The award was presented by Rosie’s sister Marion Halligan, herself a former UQP author. The other finalists for the inaugural Rosie Award were Susan Pierotti and Denise O’Hagan.

Pierotti carved a final 95,000 words out of what was originally a wide-ranging 400,000-word theatre memoir, City Kid, by actress Lola Russell (Palmer Higgs 2015, Creative Text Solutions 2016). The result is a highly readable memoir providing a unique perspective on a fascinating period of Australian history. Pierotti helped refine the focus to Lola’s career and experiences in Melbourne, undertook extensive fact-checking and selected photographs from the author’s private archives to include.

Denise O’Hagan fulfilled the demanding roles of both editor and publisher very professionally for her late mother, Joan O’Hagan. The historical novel Jerome & His Women (Black Quill Press), set in fourth-century Rome, explores the life of the saint and the talented ascetic women who helped him translate the Bible into Latin. The editor’s role ranged from the all-important choice of whether to write a history or a novel, to fact-checking in a period of which there are contradictory accounts.
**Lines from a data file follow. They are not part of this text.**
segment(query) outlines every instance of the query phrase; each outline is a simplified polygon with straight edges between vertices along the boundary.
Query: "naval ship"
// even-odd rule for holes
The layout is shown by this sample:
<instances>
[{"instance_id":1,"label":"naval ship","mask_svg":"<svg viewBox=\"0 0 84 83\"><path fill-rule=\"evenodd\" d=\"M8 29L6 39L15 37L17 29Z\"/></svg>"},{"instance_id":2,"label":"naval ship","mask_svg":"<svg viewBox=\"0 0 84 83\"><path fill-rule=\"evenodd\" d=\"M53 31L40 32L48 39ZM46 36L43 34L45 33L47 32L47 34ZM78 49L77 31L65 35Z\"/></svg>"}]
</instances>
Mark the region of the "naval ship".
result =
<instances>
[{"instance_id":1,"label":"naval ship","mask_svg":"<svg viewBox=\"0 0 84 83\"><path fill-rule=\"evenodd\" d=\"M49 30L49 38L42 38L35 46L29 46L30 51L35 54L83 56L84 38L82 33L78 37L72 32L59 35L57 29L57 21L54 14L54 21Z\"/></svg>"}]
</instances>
The inaugural Rosanne Fitzgibbon Editorial Award was presented at the 8th IPEd National Editors Conference in Brisbane in September. The judges were author Marion Halligan and two of Rosie’s former colleagues, editors Craig Munro and Leonie Tyle.

Chief Executive Officer of IPEd Karen Lee said the award is a reminder of the vital role editors play in a changing communication landscape and the importance of adaptability in the profession.

‘Our members are spread across a variety of roles throughout the public and private sectors, from in-house editors to public relations, marketing and communications staff, and part-time freelancers whose day jobs are unrelated to publishing’, Ms Lee said.

‘Editors can add value to any form of communication, from bookmarks to novels, websites, videos and reports.’

The Rosie will be awarded every second year, at the IPEd conference, alternating with the Beatrice Davis Editorial Fellowship, which is awarded by the Australian Publishers Association.